If there is any publication which more dramatically extenuates the tension between fiction and reality, I fear that dubious distinction belongs to "School News."
The impressive horde of superintendents published in your newspaper presents a false image that all is well in public education.
On the contrary, having worked as a substitute or full-time teacher in many of these schools, the welfare and well-being of public education is in dismal decline.
Just two days ago, the press announced that a dedicated team of students has filed a lawsuit against the state, the governor, the state superintendent, and the Los Angeles Unified School District. They allege that they are forced to suffer incompetent teachers who cannot be fired because of unworkable contractual agreements which benefit the teacher and the unions, not the student, not the parents, and certainly not the state.

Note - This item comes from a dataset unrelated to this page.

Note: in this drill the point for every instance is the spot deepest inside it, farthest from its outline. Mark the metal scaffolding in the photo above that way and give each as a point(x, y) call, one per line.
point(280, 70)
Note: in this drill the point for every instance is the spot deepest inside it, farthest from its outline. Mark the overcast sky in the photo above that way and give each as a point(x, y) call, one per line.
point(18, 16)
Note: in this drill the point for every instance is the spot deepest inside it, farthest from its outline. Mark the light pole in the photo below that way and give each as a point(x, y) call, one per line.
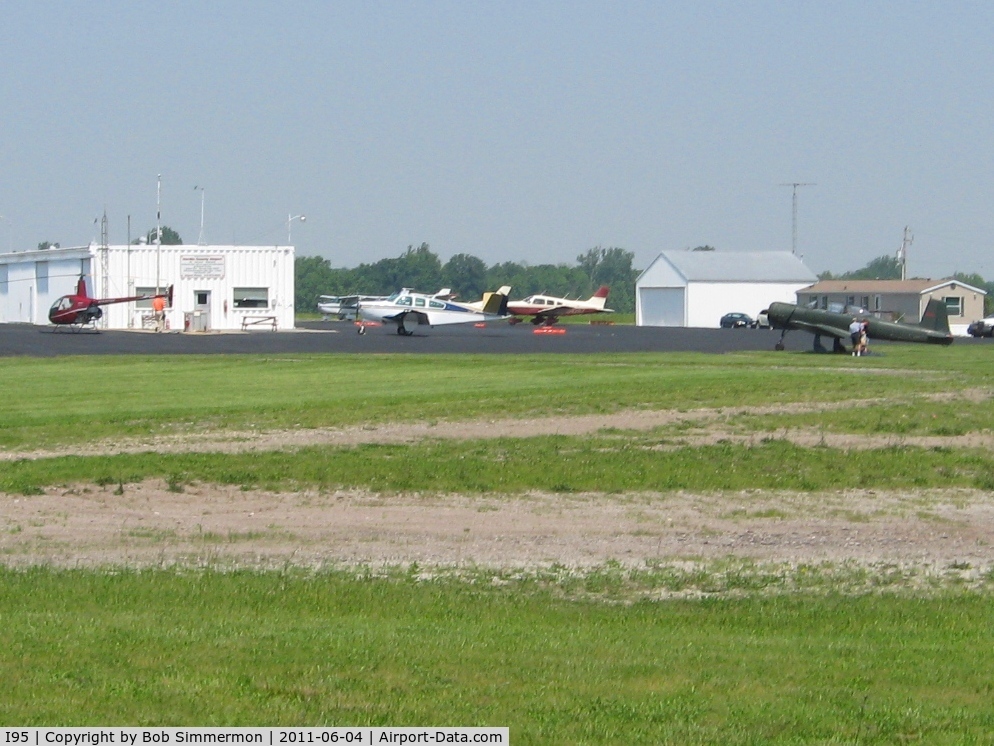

While schools are constructing state-of-the-art facilities, as advertised in your publication, our students are hardly receiving a state-of-the-art education. I am greatly offended that school districts and state officials in education are paying more attention to the outside of ours schools instead of the small successes and growing failures which are taking place unaware inside.
With fourth graders in Lynwood who still cannot read, with LAUSD protecting predatory teachers, with Centinela Valley routinely firing its best teachers and propping up the worst, and Torrance Unified struggling 40+ students in every class, the disheartening state of affairs of our schools contrast jarringly with the serene, beaming optimism of the top-tier bureaucrats published lavishly in your periodical.
Instead of promoting the non-employment of district leaders who have no business directing the enterprises of public education, your editors should provide arguments for school vouchers, teacher tenure reform, reduction in teacher pension payouts, and above all end the choke-hold that the California Teachers Association has on Sacramento.